The Bodhisatta was once a partridge. He lived inside the leaf hut of a world-renowned teacher who taught the sacred texts to five hundred students. A lizard and her two children also lived in the teacher’s home, a dairy cow and her calf stayed outside, and a lion and tiger who were friends with the teacher lived nearby in the surrounding forest.
When the teacher died, his students performed funeral rites and built a mound over his ashes. They wondered how they could continue their studies. The Bodhisatta was very wise, and from listening to the teacher’s lessons he had mastered the three Vedas, so he took over teaching the students. The Bodhisatta was an excellent teacher; his explanations of complex issues flowed like a stream down a mountain, and his students were delighted. They built him a golden cage and served him honey and parched grains.
When a festival was being celebrated, all the students left the school to join in with their families. While they were away, a wicked ascetic wandering through the region came to their school. Not knowing his true nature, the lizard invited him to stay and told him where to find rice and oil, then she went out to find her own food. During the day, the ascetic killed and ate the Bodhisatta, the young lizards, and the cows; then, in the late afternoon, he fell fast asleep.
The lizard returned and searched frantically for her children. A tree fairy told the lizard what the wicked ascetic had done and urged her to bite him on the neck and kill him. But the lizard feared he would wake up and eat her, so she fled into the forest.
Shortly after the lizard left, the tiger stopped by to visit his friend the Bodhisatta. He saw the wretched ascetic sleeping with feathers stuck to his matted hair and a pile of bones at his side and realized what must have happened. He woke the ascetic up with a kick and asked if he had killed these creatures. Hoping his life would be spared, the frightened ascetic admitted to killing the lizards and cows, but denied killing the Bodhisatta. The tiger didn’t believe him and marched him off to see the lion, and then the ascetic made a full confession. The lion wanted to let him go, but the tiger felt he deserved to die and tore him apart.

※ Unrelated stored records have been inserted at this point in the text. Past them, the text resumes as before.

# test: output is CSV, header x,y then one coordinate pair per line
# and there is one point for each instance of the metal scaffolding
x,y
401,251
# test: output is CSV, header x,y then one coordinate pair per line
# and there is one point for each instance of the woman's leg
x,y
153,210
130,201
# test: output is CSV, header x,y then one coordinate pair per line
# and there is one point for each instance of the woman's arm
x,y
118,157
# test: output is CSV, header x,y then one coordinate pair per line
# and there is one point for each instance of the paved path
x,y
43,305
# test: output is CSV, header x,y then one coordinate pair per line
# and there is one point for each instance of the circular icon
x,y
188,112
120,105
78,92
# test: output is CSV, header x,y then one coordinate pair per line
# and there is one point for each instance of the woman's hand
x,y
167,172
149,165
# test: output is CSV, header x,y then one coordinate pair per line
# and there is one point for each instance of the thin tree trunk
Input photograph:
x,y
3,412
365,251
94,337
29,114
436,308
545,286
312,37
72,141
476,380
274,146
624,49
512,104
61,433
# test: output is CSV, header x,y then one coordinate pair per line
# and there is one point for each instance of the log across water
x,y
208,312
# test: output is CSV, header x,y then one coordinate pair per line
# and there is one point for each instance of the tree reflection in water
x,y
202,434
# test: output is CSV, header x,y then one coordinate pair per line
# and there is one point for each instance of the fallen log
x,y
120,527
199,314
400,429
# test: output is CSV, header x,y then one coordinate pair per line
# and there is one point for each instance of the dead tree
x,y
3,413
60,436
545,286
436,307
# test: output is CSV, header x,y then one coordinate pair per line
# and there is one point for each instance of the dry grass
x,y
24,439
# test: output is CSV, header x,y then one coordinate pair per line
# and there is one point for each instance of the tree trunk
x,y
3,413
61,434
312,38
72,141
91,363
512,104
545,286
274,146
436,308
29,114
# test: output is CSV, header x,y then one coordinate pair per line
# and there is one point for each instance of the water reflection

In the Lifetime of the Buddha
The wicked ascetic was an earlier birth of Devadatta, a disciple of the Buddha who became his nemesis. When he heard some of his disciples discussing the three times Devadatta had tried to kill him, the Buddha told them this story so they knew that Devadatta had also tried to kill him in the past.
The teacher, lizard, tiger, and lion were earlier births of Maha Kassapa, Kisagotami, Moggallana, and Sariputta, four of the Buddha’s top disciples.